A segunda dificuldade da Venezuela é a baixa organização popular. Embora isso tenha melhorado, os partidos têm pouca representatividade social. Vendo isso, o governo tentou criar, de cima para baixo, a central sindical, partido e etc., mas com dificuldade, porque são criações artificiais. Por isso, se houvesse um atentado contra Chávez, o processo político venezuelano estaria em xeque, porque depende quase de uma pessoa só.

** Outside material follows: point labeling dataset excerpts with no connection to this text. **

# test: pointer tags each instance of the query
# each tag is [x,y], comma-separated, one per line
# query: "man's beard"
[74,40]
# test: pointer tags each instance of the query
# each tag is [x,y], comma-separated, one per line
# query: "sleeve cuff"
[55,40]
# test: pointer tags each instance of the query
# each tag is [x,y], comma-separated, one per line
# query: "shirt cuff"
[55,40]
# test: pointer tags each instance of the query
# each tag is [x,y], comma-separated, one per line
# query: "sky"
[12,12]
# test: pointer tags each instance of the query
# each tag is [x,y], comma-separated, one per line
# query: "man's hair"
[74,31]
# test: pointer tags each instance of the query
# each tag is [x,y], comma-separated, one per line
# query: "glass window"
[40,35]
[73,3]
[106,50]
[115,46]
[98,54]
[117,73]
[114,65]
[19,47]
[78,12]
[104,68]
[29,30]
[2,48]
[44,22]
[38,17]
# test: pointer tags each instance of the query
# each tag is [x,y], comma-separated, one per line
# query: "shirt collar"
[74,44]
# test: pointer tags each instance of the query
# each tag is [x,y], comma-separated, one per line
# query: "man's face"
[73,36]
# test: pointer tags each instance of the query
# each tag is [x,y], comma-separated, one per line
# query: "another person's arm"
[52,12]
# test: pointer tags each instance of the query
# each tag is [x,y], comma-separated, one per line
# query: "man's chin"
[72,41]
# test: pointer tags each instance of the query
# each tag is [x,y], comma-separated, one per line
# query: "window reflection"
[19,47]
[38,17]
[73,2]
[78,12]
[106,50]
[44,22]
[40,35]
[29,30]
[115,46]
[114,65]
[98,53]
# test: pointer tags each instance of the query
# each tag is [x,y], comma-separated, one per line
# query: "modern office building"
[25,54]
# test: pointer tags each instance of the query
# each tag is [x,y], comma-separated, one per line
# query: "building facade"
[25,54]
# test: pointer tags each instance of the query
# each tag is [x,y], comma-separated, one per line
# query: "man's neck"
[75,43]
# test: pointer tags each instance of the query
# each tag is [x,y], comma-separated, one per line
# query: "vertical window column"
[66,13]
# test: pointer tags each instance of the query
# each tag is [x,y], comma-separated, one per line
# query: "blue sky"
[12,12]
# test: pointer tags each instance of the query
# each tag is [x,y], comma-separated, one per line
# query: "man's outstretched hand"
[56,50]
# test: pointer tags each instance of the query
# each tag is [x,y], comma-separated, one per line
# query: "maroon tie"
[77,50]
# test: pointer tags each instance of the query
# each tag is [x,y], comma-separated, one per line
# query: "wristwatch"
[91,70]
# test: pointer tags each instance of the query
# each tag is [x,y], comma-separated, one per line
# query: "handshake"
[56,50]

Além disso, a Venezuela é um país pequeno, embora tenha tido um papel decisivo no apoio a Cuba e aos países mais pobres da América Central. Agora, essa política está em xeque, se o preço do petróleo não subir.
Notas:
[1] Alberto Ken'ya Fujimori é engenheiro agrônomo e político nipo-peruano que ocupou a presidência do Peru durante dez anos. A Fujimori se credita ter logrado restaurar a estabilidade macroeconômica do Peru e restaurar a paz e seguridade interna depois do colapso do último governo. Durante os últimos meses do ano de 2000, Fujimori foi encurralado por uma serie de escândalos em seu governo. Durante esses fatos, saiu do Peru na qualidade de presidente para assistir à convenção da APEC, em Brunei, de onde depois viajou ao Japão, onde renunciou à presidência e pediu asilo político.
[2] Carlos Saúl Menem Akil foi presidente da Argentina durante dez anos. Foi muito criticado por um governo de corrupção, o seu perdão a ex-ditadores, o fracasso das suas políticas econômicas que levaram à taxa de desemprego de mais de 20% e uma das piores recessões que a Argentina já teve.

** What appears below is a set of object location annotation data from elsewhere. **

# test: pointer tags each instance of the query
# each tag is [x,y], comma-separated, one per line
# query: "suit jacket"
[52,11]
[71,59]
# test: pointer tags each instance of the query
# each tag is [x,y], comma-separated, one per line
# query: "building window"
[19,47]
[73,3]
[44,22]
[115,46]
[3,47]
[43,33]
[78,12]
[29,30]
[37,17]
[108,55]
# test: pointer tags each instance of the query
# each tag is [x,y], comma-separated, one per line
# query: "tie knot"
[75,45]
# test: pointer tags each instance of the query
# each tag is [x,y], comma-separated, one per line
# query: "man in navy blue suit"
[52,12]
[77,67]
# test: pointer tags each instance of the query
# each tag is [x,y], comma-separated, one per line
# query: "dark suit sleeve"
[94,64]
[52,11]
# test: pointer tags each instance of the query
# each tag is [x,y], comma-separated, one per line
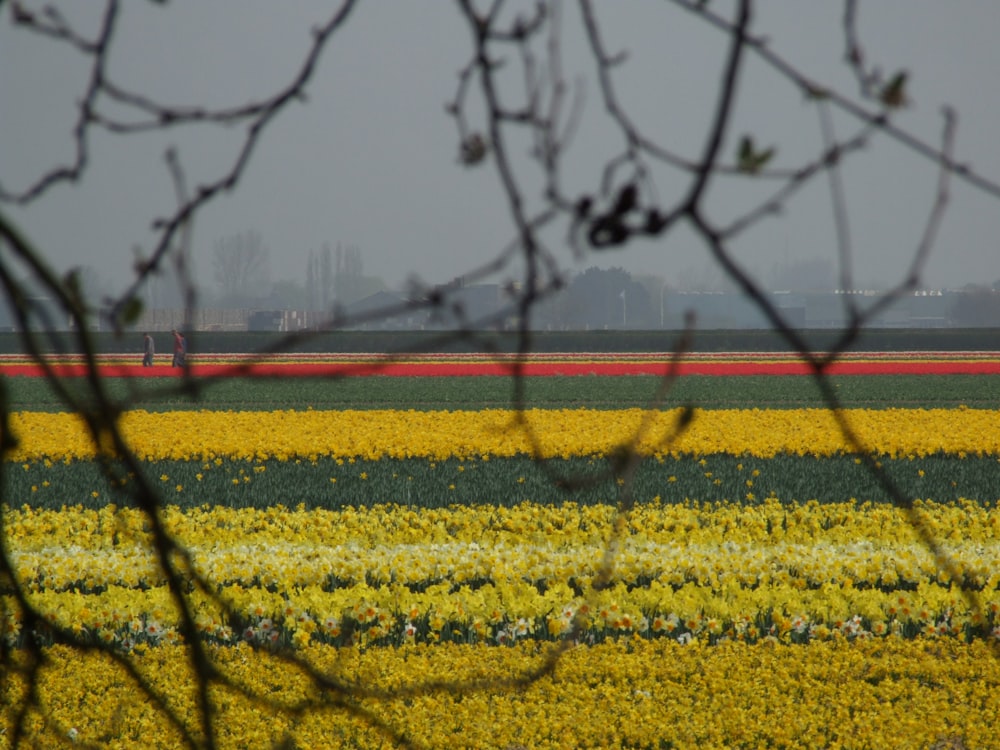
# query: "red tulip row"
[450,365]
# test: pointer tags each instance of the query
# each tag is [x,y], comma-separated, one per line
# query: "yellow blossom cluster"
[392,574]
[549,433]
[616,694]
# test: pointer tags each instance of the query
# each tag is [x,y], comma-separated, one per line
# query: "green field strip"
[459,393]
[328,483]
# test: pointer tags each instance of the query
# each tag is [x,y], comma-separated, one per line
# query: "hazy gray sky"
[371,158]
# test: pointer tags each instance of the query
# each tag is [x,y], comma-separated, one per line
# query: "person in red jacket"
[180,348]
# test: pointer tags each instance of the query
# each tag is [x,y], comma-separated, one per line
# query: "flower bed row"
[451,365]
[553,433]
[880,693]
[394,575]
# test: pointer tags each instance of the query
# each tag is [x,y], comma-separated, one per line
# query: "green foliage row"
[592,392]
[332,484]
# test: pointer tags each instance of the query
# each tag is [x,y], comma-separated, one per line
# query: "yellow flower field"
[884,694]
[549,433]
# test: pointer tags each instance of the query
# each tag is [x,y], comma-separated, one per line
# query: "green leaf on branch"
[893,94]
[749,159]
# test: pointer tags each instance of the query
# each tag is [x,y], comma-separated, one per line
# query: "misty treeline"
[514,90]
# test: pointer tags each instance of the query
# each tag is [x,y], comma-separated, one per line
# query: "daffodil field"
[376,554]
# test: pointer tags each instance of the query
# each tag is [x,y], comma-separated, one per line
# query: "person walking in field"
[148,350]
[180,348]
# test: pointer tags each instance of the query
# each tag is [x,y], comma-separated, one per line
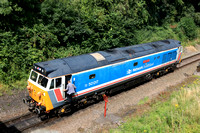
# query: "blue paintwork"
[119,70]
[53,99]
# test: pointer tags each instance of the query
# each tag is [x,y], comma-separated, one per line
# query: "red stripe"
[179,56]
[58,95]
[125,78]
[145,61]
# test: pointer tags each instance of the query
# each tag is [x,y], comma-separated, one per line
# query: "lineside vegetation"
[179,114]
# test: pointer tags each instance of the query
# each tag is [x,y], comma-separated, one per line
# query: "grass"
[180,113]
[143,101]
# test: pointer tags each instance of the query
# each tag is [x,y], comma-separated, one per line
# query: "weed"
[180,113]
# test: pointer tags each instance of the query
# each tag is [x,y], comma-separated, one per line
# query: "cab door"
[59,86]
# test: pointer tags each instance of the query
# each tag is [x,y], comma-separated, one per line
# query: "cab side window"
[52,84]
[58,82]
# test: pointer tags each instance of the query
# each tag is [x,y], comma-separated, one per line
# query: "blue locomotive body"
[122,71]
[100,72]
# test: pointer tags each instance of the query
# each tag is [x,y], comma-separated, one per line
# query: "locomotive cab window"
[33,76]
[92,76]
[42,81]
[135,64]
[58,82]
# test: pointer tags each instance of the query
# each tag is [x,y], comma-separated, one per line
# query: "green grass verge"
[181,113]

[3] Fernando Henrique Cardoso é sociólogo que foi presidente do Brasil por oito anos. Atualmente, é copresidente do Inter-American Dialogue. É membro dos Conselhos Consultivos do Institute for Advanced Study, da Universidade de Princeton, e da Fundação Rockefeller, em Nova Iorque.

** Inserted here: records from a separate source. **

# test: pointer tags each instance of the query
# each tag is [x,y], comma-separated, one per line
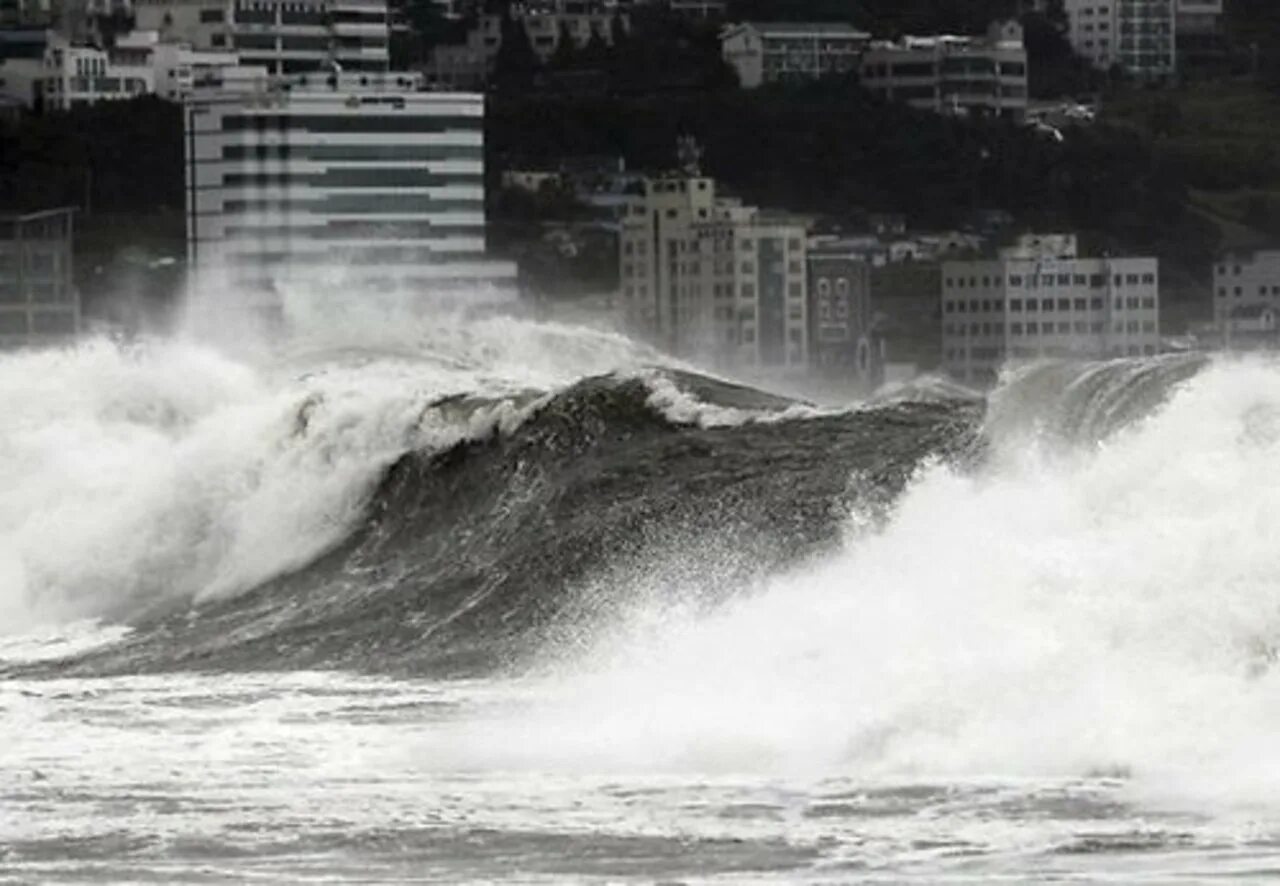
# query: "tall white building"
[952,74]
[1137,35]
[353,178]
[1025,307]
[709,278]
[772,51]
[283,36]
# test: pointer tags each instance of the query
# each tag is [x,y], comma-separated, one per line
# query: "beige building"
[708,278]
[283,36]
[39,304]
[773,51]
[1023,309]
[952,74]
[1137,35]
[362,179]
[1243,279]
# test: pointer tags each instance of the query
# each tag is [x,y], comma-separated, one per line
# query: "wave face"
[704,567]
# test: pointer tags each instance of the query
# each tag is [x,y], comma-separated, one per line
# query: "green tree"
[516,62]
[566,55]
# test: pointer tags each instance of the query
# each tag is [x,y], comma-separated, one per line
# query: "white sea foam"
[172,470]
[1111,608]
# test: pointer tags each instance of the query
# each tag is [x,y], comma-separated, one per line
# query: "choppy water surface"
[511,602]
[316,776]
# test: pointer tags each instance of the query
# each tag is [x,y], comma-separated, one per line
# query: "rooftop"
[804,28]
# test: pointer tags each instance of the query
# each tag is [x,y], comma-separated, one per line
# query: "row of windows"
[357,204]
[352,153]
[352,178]
[958,355]
[339,231]
[41,323]
[1239,291]
[1060,328]
[1015,305]
[1046,281]
[351,123]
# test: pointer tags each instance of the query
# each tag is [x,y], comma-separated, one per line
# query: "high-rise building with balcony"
[952,74]
[283,36]
[708,278]
[353,179]
[1137,35]
[1031,305]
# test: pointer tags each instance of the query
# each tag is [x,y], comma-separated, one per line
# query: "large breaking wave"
[924,581]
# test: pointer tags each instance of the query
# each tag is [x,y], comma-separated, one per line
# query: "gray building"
[773,51]
[39,304]
[283,36]
[952,74]
[842,339]
[352,178]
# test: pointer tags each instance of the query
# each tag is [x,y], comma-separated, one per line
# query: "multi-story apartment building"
[1200,40]
[37,297]
[1019,309]
[772,51]
[1137,35]
[842,341]
[283,36]
[709,278]
[952,74]
[1243,279]
[71,76]
[355,177]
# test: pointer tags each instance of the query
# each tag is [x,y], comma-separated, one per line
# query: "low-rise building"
[1020,309]
[1251,328]
[1244,279]
[283,36]
[708,278]
[68,76]
[39,304]
[842,339]
[773,51]
[950,74]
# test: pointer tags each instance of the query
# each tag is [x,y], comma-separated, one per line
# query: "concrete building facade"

[4] Celso Monteiro Furtado foi um importante economista brasileiro e um dos mais destacados intelectuais do país ao longo do século XX. Suas ideias sobre o desenvolvimento e o subdesenvolvimento divergiram das doutrinas econômicas dominantes em sua época e estimularam a adoção de políticas intervencionistas sobre o funcionamento da economia.
[5] A Frente Farabundo Martí de Libertação Nacional é um partido político socialista de El Salvador. Foi fundada como um grupo guerrilheiro em 1980 a partir da fusão das outras cinco organizações políticas. Em março de 1980, o assassinato do arcebispo de San Salvador, Oscar Romero, defensor dos Direitos Humanos, marca o começo da guerra civil no país. No mesmo ano, em dezembro, o cristão-democrata, José Napoleón Duarte, membro da junta civil-militar que havia tomado o poder em 1979, através de um golpe de estado, assume o poder, tornando-se presidente. As ações da guerrilha, capitaneadas pelo partido, desestruturaram vários serviços do país, como transporte, energia e comunicações, fazendo com que o mesmo termine a década de 1980 dominando ¼ do território salvadorenho. Em novembro de 1989, a FMLN chegou a dominar partes de San Salvador, mas falhou na tentativa de derrubar o governo central. Em abril de
1991, as negociações com o governo para a assinatura de um acordo de paz foram retomadas. Em março de 2009, a FMLN conseguiu eleger Mauricio Funes presidente no primeiro turno com 51,32% dos votos.